Which do you find more meaningful and engaging?
Wanting to know more
Students come to school curious about the world. They want to know more. If the teacher can let students pursue their interests and what they are curious about, then the classroom changes. How about the teacher bringing in a photo or local topic like a polluted nearby creek and letting students discuss it? Then they could go to the creek, take pictures, do research about the creek, interview water experts, etc. What they could find out is that they can make a difference somehow. They can research the problem, find out how a polluted creek like this one could impact the environment and life in the creek, get the right people involved to clean up the creek, and even pick up trash around the creek themselves.
What about the standards?
When I work with teachers they are told to meet the standards, follow the pacing guide, and use the textbook. When you are moving to a student-centered classroom, you are slowly changing the way you teach. You can still meet the standards and cover most of the curriculum. Instead of trying to “cover” everything, there may be another way to involve your students as co-designers of their learning.
- Show your students the standards — right from the beginning. Explain that they will need to meet these standards with the project. Projects also cover multiple disciplines.
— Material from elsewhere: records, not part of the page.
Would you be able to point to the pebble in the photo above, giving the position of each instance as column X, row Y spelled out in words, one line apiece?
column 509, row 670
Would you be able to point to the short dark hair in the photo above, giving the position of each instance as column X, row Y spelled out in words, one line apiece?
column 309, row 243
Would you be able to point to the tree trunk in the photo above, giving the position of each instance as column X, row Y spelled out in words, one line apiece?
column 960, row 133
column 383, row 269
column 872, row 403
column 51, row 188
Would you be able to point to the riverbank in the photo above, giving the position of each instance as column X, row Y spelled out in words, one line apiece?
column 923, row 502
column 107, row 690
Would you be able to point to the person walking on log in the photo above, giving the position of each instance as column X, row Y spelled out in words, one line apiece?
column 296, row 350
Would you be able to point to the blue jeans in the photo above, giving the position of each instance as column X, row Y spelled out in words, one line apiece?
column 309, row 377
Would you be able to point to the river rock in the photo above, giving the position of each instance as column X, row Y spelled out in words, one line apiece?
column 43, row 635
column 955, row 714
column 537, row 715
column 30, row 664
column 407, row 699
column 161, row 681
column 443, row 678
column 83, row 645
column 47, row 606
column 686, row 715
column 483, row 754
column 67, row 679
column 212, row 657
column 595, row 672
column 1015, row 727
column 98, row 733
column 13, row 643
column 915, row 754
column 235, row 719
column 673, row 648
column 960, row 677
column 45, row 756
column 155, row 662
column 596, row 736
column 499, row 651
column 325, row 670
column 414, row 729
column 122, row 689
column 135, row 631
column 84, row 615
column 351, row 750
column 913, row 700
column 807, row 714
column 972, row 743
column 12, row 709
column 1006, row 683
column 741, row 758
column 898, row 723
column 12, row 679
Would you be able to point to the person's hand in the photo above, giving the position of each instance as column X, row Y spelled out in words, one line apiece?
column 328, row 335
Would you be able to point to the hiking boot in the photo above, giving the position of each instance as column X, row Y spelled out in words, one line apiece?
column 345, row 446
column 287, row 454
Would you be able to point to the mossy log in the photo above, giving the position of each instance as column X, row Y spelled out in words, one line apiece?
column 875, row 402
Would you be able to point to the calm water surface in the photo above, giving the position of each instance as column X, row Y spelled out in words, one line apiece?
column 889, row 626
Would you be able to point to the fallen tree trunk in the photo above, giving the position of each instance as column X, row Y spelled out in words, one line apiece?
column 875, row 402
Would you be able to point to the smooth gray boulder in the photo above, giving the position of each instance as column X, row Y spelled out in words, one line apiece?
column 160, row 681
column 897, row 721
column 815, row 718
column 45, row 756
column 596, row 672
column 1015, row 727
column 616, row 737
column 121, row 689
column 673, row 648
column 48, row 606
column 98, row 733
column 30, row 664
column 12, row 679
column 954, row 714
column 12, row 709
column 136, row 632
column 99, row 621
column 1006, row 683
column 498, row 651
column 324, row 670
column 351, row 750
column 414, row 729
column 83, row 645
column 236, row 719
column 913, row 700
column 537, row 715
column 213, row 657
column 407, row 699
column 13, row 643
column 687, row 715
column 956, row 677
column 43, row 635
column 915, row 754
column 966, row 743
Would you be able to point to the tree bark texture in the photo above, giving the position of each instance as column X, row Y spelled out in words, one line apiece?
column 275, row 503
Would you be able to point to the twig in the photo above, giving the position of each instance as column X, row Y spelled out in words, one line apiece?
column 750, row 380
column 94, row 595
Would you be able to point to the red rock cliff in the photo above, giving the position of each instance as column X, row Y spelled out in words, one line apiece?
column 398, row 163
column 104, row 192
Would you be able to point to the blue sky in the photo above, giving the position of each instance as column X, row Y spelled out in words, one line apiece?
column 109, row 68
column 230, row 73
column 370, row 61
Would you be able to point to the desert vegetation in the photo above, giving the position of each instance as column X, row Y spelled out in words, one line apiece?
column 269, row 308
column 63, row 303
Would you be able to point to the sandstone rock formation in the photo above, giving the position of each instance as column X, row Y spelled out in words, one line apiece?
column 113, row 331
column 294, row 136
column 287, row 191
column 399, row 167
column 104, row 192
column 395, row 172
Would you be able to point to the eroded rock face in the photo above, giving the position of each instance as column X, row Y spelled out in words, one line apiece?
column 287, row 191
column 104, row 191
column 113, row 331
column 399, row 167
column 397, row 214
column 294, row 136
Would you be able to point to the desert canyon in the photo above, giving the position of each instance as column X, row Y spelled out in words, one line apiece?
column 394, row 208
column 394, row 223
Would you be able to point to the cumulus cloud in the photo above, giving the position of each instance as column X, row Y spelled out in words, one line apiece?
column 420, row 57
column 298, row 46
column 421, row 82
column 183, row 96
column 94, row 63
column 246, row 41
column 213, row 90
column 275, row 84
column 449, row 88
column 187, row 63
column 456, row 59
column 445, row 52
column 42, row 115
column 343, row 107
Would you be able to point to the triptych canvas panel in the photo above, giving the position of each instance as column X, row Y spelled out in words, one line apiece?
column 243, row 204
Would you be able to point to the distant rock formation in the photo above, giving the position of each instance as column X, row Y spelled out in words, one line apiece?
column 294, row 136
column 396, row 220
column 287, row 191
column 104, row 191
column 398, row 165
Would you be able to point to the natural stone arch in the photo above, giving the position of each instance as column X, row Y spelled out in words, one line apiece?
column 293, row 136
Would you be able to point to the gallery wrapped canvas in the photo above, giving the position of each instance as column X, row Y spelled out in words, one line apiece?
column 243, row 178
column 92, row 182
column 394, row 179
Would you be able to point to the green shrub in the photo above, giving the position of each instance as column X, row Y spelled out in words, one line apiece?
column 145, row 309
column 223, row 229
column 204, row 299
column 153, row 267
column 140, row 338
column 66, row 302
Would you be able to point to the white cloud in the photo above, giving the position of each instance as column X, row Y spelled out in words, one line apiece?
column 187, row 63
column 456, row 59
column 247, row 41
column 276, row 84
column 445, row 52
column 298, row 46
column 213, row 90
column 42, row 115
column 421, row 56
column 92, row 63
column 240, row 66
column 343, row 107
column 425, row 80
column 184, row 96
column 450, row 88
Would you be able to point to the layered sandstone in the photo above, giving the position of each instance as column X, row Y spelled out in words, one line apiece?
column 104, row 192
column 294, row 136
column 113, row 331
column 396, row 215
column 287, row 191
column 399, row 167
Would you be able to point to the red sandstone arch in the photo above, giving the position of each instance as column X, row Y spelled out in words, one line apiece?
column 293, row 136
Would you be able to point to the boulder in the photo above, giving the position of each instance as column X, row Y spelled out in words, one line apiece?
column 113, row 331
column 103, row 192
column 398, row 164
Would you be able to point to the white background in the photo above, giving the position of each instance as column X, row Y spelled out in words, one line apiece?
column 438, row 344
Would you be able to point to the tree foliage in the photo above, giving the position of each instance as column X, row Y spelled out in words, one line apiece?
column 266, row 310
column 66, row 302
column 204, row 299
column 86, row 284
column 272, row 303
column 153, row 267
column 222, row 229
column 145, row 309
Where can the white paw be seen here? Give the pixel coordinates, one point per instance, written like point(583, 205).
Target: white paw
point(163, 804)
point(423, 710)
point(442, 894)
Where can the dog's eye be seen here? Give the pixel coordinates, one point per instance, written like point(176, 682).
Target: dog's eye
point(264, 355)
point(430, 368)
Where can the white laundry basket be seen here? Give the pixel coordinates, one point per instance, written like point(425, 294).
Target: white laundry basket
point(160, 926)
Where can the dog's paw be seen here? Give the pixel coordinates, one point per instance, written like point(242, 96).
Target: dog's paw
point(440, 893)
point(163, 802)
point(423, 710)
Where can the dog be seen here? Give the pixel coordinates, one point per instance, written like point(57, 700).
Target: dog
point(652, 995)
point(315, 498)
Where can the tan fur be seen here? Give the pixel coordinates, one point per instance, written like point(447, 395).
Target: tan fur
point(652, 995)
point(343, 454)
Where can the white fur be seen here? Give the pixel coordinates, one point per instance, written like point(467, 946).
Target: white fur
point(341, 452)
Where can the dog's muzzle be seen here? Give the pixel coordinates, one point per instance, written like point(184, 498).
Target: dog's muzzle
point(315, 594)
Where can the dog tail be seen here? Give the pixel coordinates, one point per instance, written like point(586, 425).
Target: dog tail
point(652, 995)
If you focus on creeks for 4th grade (CA Science – Earth Science – Water), then you are also meeting Investigation and Experimentation, Language Arts > Writing Strategies > Research and Technology) and probably more.
- Tell them that you need their input as co-designers so their learning is more meaningful to them. Mention that you normally teach the lesson like this but would like to have more of a student voice. Have them review the topic, the standards, and come up with questions based on this information.
Good driving questions help focus the project
We are all born curious. Most children want to learn something by first asking a question. “Where does rain come from?” “Why does a hummingbird flap its wings so fast?” The questions lead to more questions. If you think about the creek and pollution, maybe some of the questions might be “how did the creek get polluted?” or “why do people throw their trash in the creek?” or “how does the pollution affect the fish and other life in the creek?”
A good driving question gets to the heart of the topic or problem. The creek is polluted. Life in the creek is impacted. The environment is affected by the pollution. Sometimes a good driving question is a call to action. “What can we do to stop the pollution in the creek?” The other questions asked before supported this question.
Students working in groups
This is the piece that teachers find difficult to manage or coordinate. Do you let students choose their groups or group by topic or do you choose the groups for them?
The first time you ever do a project-based learning activity, be kind to yourself. First time, you choose the groups. Each group will have roles for each person but you decide on the roles. Let them choose who will do what. Some students will take on multiple roles and help each other. Some may not.
I’m going to go into more detail in later posts about how to set up groups, designing questions, etc. The main thing I wanted to get across in this post was to focus on meaningful work and purposeful projects. If your students, no matter what age, feel they can make a difference, they are more motivated to learn, to share, to write, and to present.